The south has been my home for twenty-three years. I grew up in Virginia and live in Georgia currently, but as a place and as a part of America, it’s really hard for me to place how southern culture has informed what I do. It’s also not the sort of thing that I feel comfortable using the blanket term of “southern” to describe. My life in Virginia never really felt southern to me. I grew up in Williamsburg which is more mid-atlantic feeling than southern. I don’t consider myself to have a real southern identity by any means, I don’t think I have a southern accent for instance. I don’t know, I think it would be a lot different if I was looking to southern music for inspiration. But it’s like, I listen to mostly British music from the ’80’s and ’90’s, so where is that from? The internet has kind of killed my need for a regional identity when it comes to music. I think it’s different in America’s big cities, but that’s what people in small towns all over the country turn to, and maybe especially in the south. They listen to things on the internet and ignore the less than exciting world that is around them in order to find the music and art, or whatever it is that interests them. I guess in some sense you could say that since there isn’t a lot going on in small-town America in the south, there has been some interesting music made by people over the past few years that have no other choice than to make the kind of music they want to make on their own. That’s a backlash in it’s own right.
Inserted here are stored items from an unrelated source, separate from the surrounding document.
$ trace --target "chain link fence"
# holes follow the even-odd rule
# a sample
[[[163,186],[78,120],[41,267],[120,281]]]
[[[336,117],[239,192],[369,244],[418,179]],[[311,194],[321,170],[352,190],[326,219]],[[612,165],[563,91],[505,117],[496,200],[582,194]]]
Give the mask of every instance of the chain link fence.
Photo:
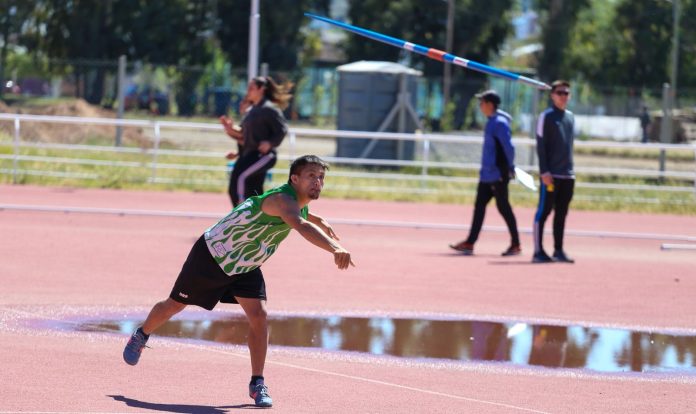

When I think of your music and people I love listening to alongside it, I keep thinking of Jens Lekman for his melodies, but also Destroyer, particularly his latest couple of records – he is a very special musician. How do you feel about those artists?
Well it’s actually funny that you would mention those two in particular because Jens and Dan are amongst my favourite contemporary musicians, if not my favourite. I love Jens Lekman, the way that he puts songs together is really exciting. They’re largely sample based, which might turn some people off, but that’s what I find so fun about his music. It’s a skill to be able to do that as well as he does, and when I think about it, no one that I can think of uses samples in the same way that he does. His sense of melody is certainly impeccable. And Destroyer, I mean lyrically I think that Dan has some of the most interesting things to say, even when they border on dense and arrogant. The latest Album Kaputt is one of my favourite current albums, absolutely.

What are some of the strangest things that have happened to you since 2009 and Wild Nothing has come into being?
That might depend on what your definition of strange is. I don’t know. There was something about just randomly driving by stone henge on the way to a festival [End of the Road, where he played brilliantly] that seemed to put my life in perspective. It’s just like, who does this happen to? What am I doing here? I don’t know, life in general is strange. How can I pick something?

How is work coming along on your new record? Is the process different this time?
It’s been going well, but it’s still very much in the demo phase so the process hasn’t been that different. I’m still working on my own for these songs, but as far as when they finally get recorded, I’m not entirely sure. Just been trying to find the right people to work on it. It shouldn’t be a lifetime away or anything, but I’m definitely trying to take my time on it and make sure I’m happy with what I release.